The program began, as it did 24 years ago, with the entrance of three new EAs interviewed by Dr. Matthew Kinnard, EA program director. As a neophyte health scientist administrator at the National Institute of Dental Research in 1977, Kinnard interviewed three EAs during an MBRS/MARC symposium: one from Chicago State University, one from Paine College in Augusta, Ga., and another from Southern University in Baton Rouge, La. all are still employed at their respective schools and continue to have an impact on university programs.
Two activities distinguish the EA program from other NIH targeted programs: the annual regional technical assistance workshops for recruitment, and the biennial conference that familiarizes EA alumni with emerging EA-related research and training opportunities, and updates knowledge of NIH grants management and administration policies.
The program made a giant leap forward in the early 1990s when the advisory board convinced the administration of Alabama A&M State University to award $40,000 to Dr. Jeanette Jones, who had recently returned from EA residency training. The award was to help her involve A&M faculty and students in research and training activities. That grant, coupled with an experimental HHS initiative the 4-year "Capacity Building" award given to four historically black colleges and universities ultimately resulted in the launching of the Extramural Associates Research Development Award (EARDA) in 1994.
The EARDA is a grant given to EAs returning from NIH residency training to help them achieve long- and short-term program goals more effectively. Since 1994, 58 people have been trained and received the EARDA grant. Other notable changes instituted by the program since then include: a two-model EA residency training experience and two versions of the EARDA; a mid-semester sabbatical from the 5-month residency training; inclusion of selected community colleges as eligible EA participants; and organized participation in non-federal, but related organizations.
Ironically, Alexander, the only IC director to have served on the advisory board, was a board member when the EARDA grant was added. Because the program was under the NIH Office of the Director at the time, it like all OD components had no grant management, review or award authority, nor was there a mechanism for secondary peer (council) review. Alexander came to the rescue, volunteering the necessary grant support and NICHD advisory council services to maintain the EARDA. Those services have continued undiminished and in June 2000 the program was officially transferred from OER/OD to NICHD.

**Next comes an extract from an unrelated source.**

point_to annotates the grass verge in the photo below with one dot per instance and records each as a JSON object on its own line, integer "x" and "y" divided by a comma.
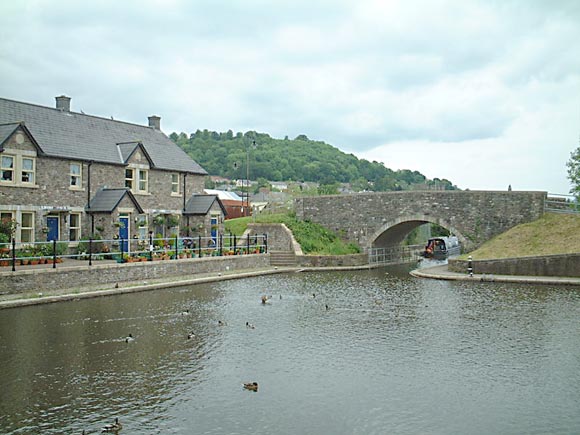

The 80 participants at the conference also heard from Dr. Yvonne Maddox, NIH acting deputy director and NICHD deputy director. "We began early on when Dr. Ruth Kirschstein 2 years ago proposed that we would have trans-NIH initiatives to address the President's health disparities initiative," she recalled. "I was pleased to be able to share responsibility for planning this initiative with Dr. Anthony Fauci of the allergy institute. Dr. Kirschstein made it clear to me then that she wanted to see programs such as the EA program, the MARC program, the MBRS program the programs that have been working for years with special populations to be the focus or pivotal point for the health disparities initiative."
Alexander's closing remarks held special meaning for the EAs: "If it takes a village to raise a child," he said, "it takes a diverse population to overcome health disparities. Providing that diversity is what the Extramural Associates Program is all about."